O problema é que esse atalho tem preço alto. Além das intoxicações e mortes associadas ao uso indevido de medicamentos, crescem problemas como resistência bacteriana pelo uso inadequado de antibióticos, agravamento de doenças cardiovasculares pelo consumo abusivo de anti-inflamatórios, descompensação de quadros psiquiátricos pela combinação imprudente de psicotrópicos e álcool, entre tantos outros exemplos. A automedicação, portanto, não é apenas uma decisão individual: ela está imersa em um contexto de forte incentivo econômico ao consumo, de oferta abundante e acessível de fármacos e de fragilidades estruturais na atenção à saúde.

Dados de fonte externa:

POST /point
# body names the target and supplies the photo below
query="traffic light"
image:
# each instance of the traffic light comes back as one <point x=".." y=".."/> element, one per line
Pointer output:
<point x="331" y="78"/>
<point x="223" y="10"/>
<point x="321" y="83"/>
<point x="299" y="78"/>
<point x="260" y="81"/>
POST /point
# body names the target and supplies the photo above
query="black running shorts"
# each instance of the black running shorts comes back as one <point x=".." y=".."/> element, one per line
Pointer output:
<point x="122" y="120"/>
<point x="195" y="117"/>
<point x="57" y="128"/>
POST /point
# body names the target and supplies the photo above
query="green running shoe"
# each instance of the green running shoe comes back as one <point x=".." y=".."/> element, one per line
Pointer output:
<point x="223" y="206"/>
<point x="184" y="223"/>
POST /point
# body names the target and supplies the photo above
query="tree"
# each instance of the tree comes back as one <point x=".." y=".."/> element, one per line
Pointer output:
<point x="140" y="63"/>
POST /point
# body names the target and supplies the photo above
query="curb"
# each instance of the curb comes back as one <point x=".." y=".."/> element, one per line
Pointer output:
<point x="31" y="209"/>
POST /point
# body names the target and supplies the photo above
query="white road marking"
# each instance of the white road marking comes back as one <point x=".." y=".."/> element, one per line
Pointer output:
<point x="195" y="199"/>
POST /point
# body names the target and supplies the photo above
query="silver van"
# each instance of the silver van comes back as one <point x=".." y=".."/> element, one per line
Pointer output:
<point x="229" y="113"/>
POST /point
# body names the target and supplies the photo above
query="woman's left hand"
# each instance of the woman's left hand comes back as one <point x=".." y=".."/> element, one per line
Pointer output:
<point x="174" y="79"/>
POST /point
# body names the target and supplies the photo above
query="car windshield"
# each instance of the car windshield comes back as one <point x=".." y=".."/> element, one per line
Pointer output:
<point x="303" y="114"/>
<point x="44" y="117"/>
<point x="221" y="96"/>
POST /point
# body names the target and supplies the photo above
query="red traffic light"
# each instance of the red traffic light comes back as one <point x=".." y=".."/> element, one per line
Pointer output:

Enfrentar esse quadro exige políticas públicas consistentes de uso racional de medicamentos, fiscalização rigorosa sobre venda e publicidade, valorização do farmacêutico como profissional de saúde e não apenas como figura obrigatória por lei, além de investimentos efetivos na atenção básica, de forma que a população tenha onde e com quem tirar dúvidas antes de recorrer ao “remédio de sempre”. Enquanto o país continuar a naturalizar a ideia de que cada mal-estar merece um comprimido comprado no balcão, a automedicação seguirá alimentando um ciclo em que o sofrimento humano se transforma em oportunidade de mercado e em que o faturamento bilionário da indústria e do varejo farmacêutico cresce na mesma proporção em que aumentam os riscos silenciosos à saúde coletiva.